At a news conference at midday Monday, Jesuit Father Federico Lombardi, director of the Holy See Press Office, dismissed the idea that the meeting was about public relations and described the meetings between the victims and the pope as “very intense.”
“This is an important step on a path of healing and reconciliation,” said Father Lombardi, who declined to release the names of the six victims.
The invitation to meet the Pope had been made by Cardinal O’Malley "in several countries where there exists a Church structure regarding the victims of sexual abuse,” he said.

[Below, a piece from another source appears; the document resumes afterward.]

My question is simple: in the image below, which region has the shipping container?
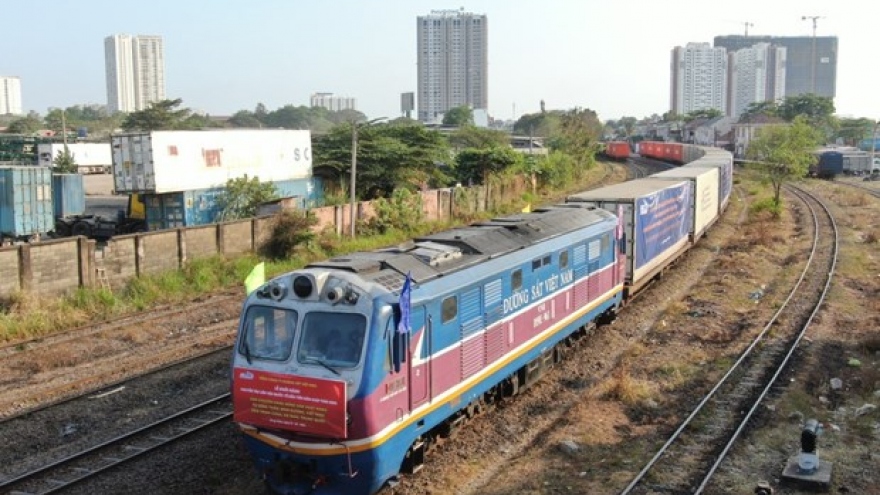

“The invitees arrived at the Domus Sanctae Marthae by the afternoon of Sunday 6 July," the Vatican spokesman said. "While they were dining in the refectory, the Holy Father appeared to address a first brief greeting to them. The Pope first offered them a Mass, celebrated in the Sanctae Marthae chapel at 7 a.m., attended also by the companions, members of the Commission and a limited number of other collaborators. The formula of the Mass was for peace and justice."
He said that after breakfast, the Pope "received the individual visitors, with their companions, for a private personal discussion in a room in the Domus Sanctae Marthae, one after the other."
The discussions lasted from 9 a.m. to around 12:20 p.m. "The participants, after the discussions, expressed their emotion and their satisfaction at having been listened to by the Pope with such attention and willingness,” Father Lombardi said. “The Pope showed that listening helps to understand and prepare the way to reinstate trust, heal wounds, and to open up the possibility of reconciliation with God and with the Church.”
Francis has said he would show zero tolerance for anyone in the Catholic Church who abused children, including bishops, and compared sexual abuse of children by priests to a "Satanic Mass," Reuters said.
Father Lombardi also discussed a meeting on Sunday of the Pontifical Commission for the Protection of Minors. It met at the Domus Sanctae Marthae to consider expanding it ranks to include more members from the developing world.
Coordinated by Cardinal O’Malley, the Commission also discussed the "the possibility of organizing working groups on specific themes with the collaboration of specialists and other institutions,” Father Lombardi said.